IFCO of South Carolina, Inc. v. Southern National Bank of North Carolina, 42 N.C. App. 499 (1979)

July 31, 1979 · North Carolina Court of Appeals · No. 7812SC576
42 N.C. App. 499

IFCO OF SOUTH CAROLINA, INC., Plaintiff v. SOUTHERN NATIONAL BANK OF NORTH CAROLINA, Defendant v. GUARANTY BANK AND TRUST COMPANY OF FLORENCE, SOUTH CAROLINA, Intervenor Defendant

No. 7812SC576

(Filed 31 July 1979)

Banks and Banking § 11— check examined by maker before payment — action against bank because of payment

The maker of a check who examines the check when presented at the bank and instructs the bank to pay it may not then collect from the bank for paying the check.

APPEAL by plaintiff from Battle, Judge. Judgment entered 9 March 1978 in Superior Court, CUMBERLAND County. Heard in the Court of Appeals 9 March 1979.

*500The plaintiff instituted this action to recover from Southern National Bank $45,097.56 which Southern National Bank had paid from plaintiff’s account. The following facts were established by the pleadings and depositions and are not in dispute. Plaintiff is in the business of financing insurance premiums. It had an agreement with Bobby Clamp under which it would deliver pre-signed checks to Clamp, and Clamp would fill in the name of an insurance company as payee. In 1974 plaintiff delivered a series of pre-signed checks to Clamp drawn on the Fayetteville Branch of Southern National Bank of North Carolina. Clamp filled in the name of American States Insurance Company, endorsed the checks in the name of the payee and deposited them in his own account with the Guaranty Bank and Trust Company of Florence, South Carolina. American States Insurance Company did not issue policies for these checks and Clamp did not have authority from American States to endorse the checks. Plaintiff had an agreement with Southern National Bank that the bank would not honor the checks when presented for payment until an agent of the plaintiff had inspected, approved and accepted the checks. None of the checks were paid until this was done. The plaintiff filed this action against Southern National Bank. Southern National Bank gave Guaranty Bank and Trust Company notice of the litigation pursuant to G.S. 25-3-803 and Guaranty intervened as party defendant. The superior court entered summary judgment for both defendants.

MacRae, MacRae, Perry and Pechmann, by Daniel T. Perry III, for plaintiff appellant.

Butler, High and Baer, by Ervin I. Baer, for defendant ap-pellee Southern National Bank of North Carolina.

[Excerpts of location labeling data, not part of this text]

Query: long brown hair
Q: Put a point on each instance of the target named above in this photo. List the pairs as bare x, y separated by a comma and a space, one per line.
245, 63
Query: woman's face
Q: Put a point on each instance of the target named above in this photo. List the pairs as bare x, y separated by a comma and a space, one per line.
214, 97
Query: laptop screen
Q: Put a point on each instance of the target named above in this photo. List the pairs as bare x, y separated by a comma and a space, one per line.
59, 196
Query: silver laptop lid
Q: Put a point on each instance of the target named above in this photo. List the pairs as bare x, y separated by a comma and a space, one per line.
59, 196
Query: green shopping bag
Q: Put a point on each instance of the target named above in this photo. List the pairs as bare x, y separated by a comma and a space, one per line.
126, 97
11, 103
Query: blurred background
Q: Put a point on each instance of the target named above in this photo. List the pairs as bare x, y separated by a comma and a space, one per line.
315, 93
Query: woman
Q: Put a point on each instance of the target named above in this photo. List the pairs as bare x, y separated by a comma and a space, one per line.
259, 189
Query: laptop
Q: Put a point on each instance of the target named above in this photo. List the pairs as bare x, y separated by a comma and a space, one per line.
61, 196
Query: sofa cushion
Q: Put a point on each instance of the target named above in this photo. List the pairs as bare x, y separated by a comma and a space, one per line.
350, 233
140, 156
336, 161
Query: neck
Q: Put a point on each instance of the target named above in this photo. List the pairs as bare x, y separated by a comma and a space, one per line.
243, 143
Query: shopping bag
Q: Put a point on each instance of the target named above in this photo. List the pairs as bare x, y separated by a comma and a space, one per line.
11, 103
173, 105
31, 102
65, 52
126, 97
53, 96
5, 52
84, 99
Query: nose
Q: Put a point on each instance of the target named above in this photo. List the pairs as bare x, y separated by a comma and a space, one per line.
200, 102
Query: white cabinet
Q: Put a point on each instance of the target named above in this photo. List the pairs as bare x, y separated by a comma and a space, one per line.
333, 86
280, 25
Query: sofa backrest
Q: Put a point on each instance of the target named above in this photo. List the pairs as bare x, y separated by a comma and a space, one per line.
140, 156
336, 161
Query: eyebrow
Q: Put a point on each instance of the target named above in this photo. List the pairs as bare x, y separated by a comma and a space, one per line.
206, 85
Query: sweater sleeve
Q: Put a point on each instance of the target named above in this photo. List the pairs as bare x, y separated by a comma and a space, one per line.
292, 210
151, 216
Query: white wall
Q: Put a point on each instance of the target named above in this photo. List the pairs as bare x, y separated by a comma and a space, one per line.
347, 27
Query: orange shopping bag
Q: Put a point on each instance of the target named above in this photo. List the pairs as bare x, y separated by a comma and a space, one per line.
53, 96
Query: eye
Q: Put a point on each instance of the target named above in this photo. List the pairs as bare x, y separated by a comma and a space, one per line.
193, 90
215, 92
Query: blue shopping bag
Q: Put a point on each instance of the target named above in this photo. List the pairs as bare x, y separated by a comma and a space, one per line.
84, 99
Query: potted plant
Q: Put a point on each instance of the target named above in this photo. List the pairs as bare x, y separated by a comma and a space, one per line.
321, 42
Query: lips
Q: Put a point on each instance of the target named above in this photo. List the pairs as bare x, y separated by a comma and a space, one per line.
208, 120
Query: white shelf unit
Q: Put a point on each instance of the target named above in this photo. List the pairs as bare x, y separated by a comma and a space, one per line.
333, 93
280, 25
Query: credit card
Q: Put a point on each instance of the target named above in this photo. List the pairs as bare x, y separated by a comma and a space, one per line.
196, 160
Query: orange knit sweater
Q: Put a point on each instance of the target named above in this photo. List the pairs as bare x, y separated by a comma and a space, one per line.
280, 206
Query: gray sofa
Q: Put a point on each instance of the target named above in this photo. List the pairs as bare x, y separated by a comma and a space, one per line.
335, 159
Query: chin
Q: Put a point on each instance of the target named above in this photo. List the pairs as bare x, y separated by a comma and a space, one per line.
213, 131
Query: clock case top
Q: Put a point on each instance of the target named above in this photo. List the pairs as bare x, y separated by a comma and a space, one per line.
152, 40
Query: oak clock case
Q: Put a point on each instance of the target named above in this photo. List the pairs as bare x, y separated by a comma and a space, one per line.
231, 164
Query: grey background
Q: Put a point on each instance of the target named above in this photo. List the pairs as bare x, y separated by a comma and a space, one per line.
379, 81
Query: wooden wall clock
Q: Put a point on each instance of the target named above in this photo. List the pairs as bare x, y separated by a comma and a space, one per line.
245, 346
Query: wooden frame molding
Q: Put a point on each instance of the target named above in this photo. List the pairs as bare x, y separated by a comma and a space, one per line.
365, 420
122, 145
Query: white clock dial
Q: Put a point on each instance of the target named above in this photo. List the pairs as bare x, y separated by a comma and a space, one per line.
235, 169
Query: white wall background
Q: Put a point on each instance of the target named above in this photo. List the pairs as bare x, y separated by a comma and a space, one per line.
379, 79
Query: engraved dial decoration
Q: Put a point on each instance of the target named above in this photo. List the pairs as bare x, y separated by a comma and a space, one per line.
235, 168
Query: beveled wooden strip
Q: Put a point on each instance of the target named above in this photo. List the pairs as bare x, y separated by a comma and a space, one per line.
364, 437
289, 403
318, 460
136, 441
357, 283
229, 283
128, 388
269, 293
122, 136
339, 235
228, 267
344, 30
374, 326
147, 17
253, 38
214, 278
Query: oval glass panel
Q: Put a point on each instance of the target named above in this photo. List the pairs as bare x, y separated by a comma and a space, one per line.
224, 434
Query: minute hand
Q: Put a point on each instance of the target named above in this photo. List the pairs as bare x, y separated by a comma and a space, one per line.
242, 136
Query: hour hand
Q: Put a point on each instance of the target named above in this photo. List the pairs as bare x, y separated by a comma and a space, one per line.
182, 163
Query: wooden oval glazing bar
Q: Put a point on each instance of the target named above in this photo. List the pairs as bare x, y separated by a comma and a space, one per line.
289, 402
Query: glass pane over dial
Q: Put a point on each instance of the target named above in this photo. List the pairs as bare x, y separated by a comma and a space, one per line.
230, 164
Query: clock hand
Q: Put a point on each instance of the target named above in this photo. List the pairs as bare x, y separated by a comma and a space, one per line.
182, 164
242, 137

Anderson, Broadfoot and Anderson, by Lee B. Johnson, for defendant appellee Guaranty Bank and Trust Company of Florence, South Carolina.

WEBB, Judge.

If defendants were entitled to judgment as a matter of law on the undisputed facts, the superior court properly entered summary judgment in their favor. See Moore v. Fieldcrest Mills, Inc., 296 N.C. 467, 251 S.E. 2d 419 (1979).

*501We affirm the judgment of the superior court. The principal question posed by this appeal is whether the maker of a check who examines the check when presented at the bank and instructs the bank to pay it may then collect from the bank for paying the check. We hold that the maker cannot do so. We have not been able to find a case on all fours. Modern Homes Construction Co. v. Tryon Bank and Trust Co., 266 N.C. 648, 657, 147 S.E. 2d 37, dissent at 147 S.E. 2d 386 (1966) says by way of dictum: “it is clear that drawer’s conduct in advising and requesting the Bank to make payment . . . would have estopped drawer in any subsequent suit against the Bank.” An argument can be made that when plaintiff’s agent examined the checks and instructed Southern National to pay them it had as much right as Southern National to rely on Guaranty’s guarantee of the endorsements and by instructing Southern National to pay the checks it did not waive this right. The difficulty with this argument is that plaintiff sued Southern National. Southern National had the right to rely on the instructions of plaintiff as well as Guaranty’s guarantee.

Since any liability of Guaranty in this action is predicated on a liability on the part of Southern National, the superior court was correct in allowing summary judgment in favor of both defendants.

Affirmed.

Judges MARTIN (Robert M.) and MITCHELL concur.